Paper Accepted at IDA 2021

We are very pleased to announce that our group got a paper accepted for presentation at IDA2021. Advancing Intelligent Data Analysis requires novel, potentially game-changing ideas. IDA’s mission is to promote ideas over performance: a solid motivation can be as convincing as exhaustive empirical evaluation.

Here is the abstract and the link to the paper:

HORUS-NER: A Multimodal Named Entity Recognition Framework for Noisy Data
By Diego Esteves, José Marcelino,, Piyush Chawla, Asja Fischer,, and Jens Lehmann.
Abstract Recent work based on Deep Learning presents state-of-the-art (SOTA) performance in the named entity recognition (NER) task. However, such models still have the performance drastically reduced in noisy data (eg, social media, search engines), when compared to the formal domain (eg, newswire). Thus, designing and exploring new methods and architectures is highly necessary to overcome current challenges. In this paper, we shift the focus of existing solutions to an entirely different perspective. We investigate the potential of embedding word-level features extracted from images and news. We performed a very comprehensive study in order to validate the hypothesis that images and news (obtained from an external source) may boost the task on noisy data, revealing very interesting findings. When our proposed architecture is used:(1) We beat SOTA in precision with simple CRFs models (2) The overall performance of decision trees-based models can be drastically improved.(3) Our approach overcomes off-the-shelf models for this task.(4) Images and text consistently increased recall over different datasets for SOTA, but at cost of precision. All experiment configurations, data and models are publicly available to the research community at

Paper Accepted at IJCNN 2021

We are very pleased to announce that our group got a paper accepted for presentation at IJCNN 2021. The annual International Joint Conference on Neural Networks (IJCNN) is the flagship conference of the IEEE Computational Intelligence Society and the International Neural Network Society. It covers a wide range of topics in the field of neural networks, from biological neural network modeling to artificial neural computation.
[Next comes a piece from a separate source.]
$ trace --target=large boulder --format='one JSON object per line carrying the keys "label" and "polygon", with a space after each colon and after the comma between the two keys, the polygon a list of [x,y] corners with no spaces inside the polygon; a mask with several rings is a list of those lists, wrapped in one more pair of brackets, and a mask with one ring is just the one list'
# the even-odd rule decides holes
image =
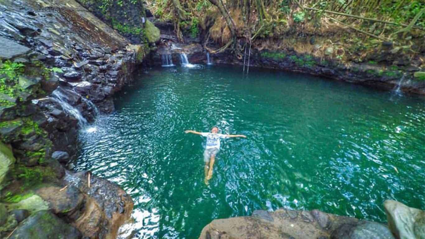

Here is the abstract and the link to the paper:

Multiple Run Ensemble Learning with Low-Dimensional Knowledge Graph Embeddings
By Chengjin Xu, Mojtaba Nayyeri, Sahar Vahdati, and Jens Lehmann.
Abstract Knowledge graphs (KGs) represent world facts in a structured form. Although knowledge graphs are quantitatively huge and consist of millions of triples, the coverage is still only a small fraction of world’s knowledge. Among the top approaches of recent years, link prediction using knowledge graph embedding (KGE) models has gained significant attention for knowledge graph completion. Various embedding models have been proposed so far, among which, some recent KGE models obtain state-of-the-art performance on link prediction tasks by using embeddings with a high dimension (e.g. 1000) which accelerate the costs of training and evaluation considering the large scale of KGs. In this paper, we propose a simple but effective performance boosting strategy for KGE models by using multiple low dimensions in different repetition rounds of the same model. For example, instead of training a model one time with a large embedding size of 1200, we repeat the training of the model 6 times in parallel with an embedding size of 200 and then combine the 6 separate models for testing while the overall numbers of adjustable parameters are same (6*200=1200) and the total memory footprint remains the same. We show that our approach enables different models to better cope with their expressiveness issues on modeling various graph patterns such as symmetric, 1-n, n-1 and n-n. In order to justify our findings, we conduct experiments on various KGE models. Experimental results on standard benchmark datasets, namely FB15K, FB15K-237 and WN18RR, show that multiple low-dimensional models of the same kind outperform the corresponding single high-dimensional models on link prediction in a certain range and have advantages in training efficiency by using parallel training while the overall numbers of adjustable parameters are same.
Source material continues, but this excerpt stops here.